Aber Reichholz’ Hoffnung auf eine Änderung des Jagdverhaltens und Vorurteile gegenüber den Krähen hat sich nicht erfüllt. „Was man immer schon gemacht hat, wird auch weiterhin gemacht. Das ist nicht nur Jägerart. Auch große Teile der nichtjagenden Bevölkerung finden Krähen eher lästig und sind der Meinung, es geben ohnehin schon zu viele. Als schön empfinden sie die wenigsten“ (Josef H. Reichholf S.252). Dieser pessimistischen Einschätzung steht die schiere Menge an interessanten Zuschriften zu seinem Buch entgegen, die zeigt, dass die Krähen doch erstaunlich viele Freunde haben. Eine Zuschrift aus Hamburg berichtete, dass sich Hamburger Krähen Walnüsse nicht nur von Autos, sondern auch von Menschen aufknacken lassen. Reichholf blieb skeptisch, weil wir den Krähen nicht leichtfertig Einsicht zubilligen sollten, weil das für unser Verständnis passt. Aber seine eigene Erfahrung in München beim Englischen Garten bestätigte den Bericht. „Die kleine Seitenstraße, eine Einbahnstraße, die ich benutzte, war einseitig von Autos zugeparkt. Neben diesen … [sah ich eine Rabenkrähe], die gestelzten Schrittes auf dem Bürgersteig herumsuchte. Sie trug eine Walnuss im Schnabel. Natürlich hielt ich inne und schaute zu ihr hinüber. 

Da flog sie auf, überquerte die Straße und landete auf meiner Seite knapp zehn Meter vor mir. Dort ließ sie die Nuss auf den Boden fallen. Diese rollte nur ein kurzes Stück; höchstens einen halben Meter. Daraufhin flog die Krähe auf und setzte sich drei oder vier Fahrzeuge weiter aufs Dach eines der Autos.
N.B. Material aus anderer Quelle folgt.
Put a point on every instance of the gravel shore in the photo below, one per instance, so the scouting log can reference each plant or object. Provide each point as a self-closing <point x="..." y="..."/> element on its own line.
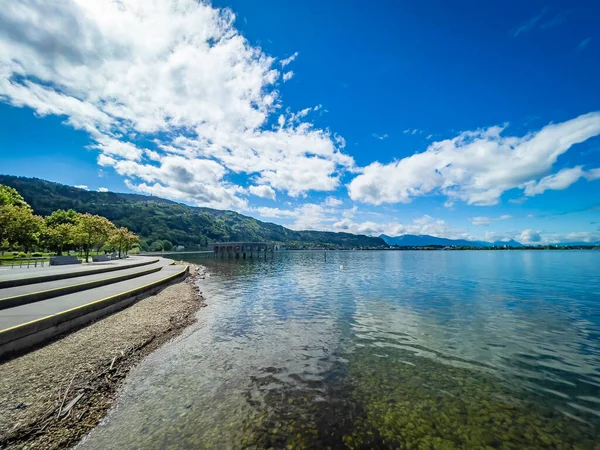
<point x="52" y="397"/>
Da außer mir niemand auf der Straße war, sagte ich scherzhaft ›Ich soll wohl die Nuss aufmachen!‹, und schritt langsam auf diese zu. Mit einem kurzen Tritt öffnete ich sie, ohne sie zu zerquetschen. Dann ging ich weiter, zunächst, ohne mich umzusehen, weil die Krähe abhob und sich offenbar anschickte, einen Bogen zu fliegen. Nach etwa zehn Metern schielte ich zurück. Die Krähe war bei der Nuss gelandet und schlug sich Stücke vom Kern heraus. Anscheinend war ich weit genug entfernt, denn dass ich ihr zusah, störte sie nicht. Sie hatte sich also gezielt die Nuss von mir öffnen lassen. Der ganze Ablauf ließ keinen Zweifel zu“ (Josef H. Reichholf S. 258).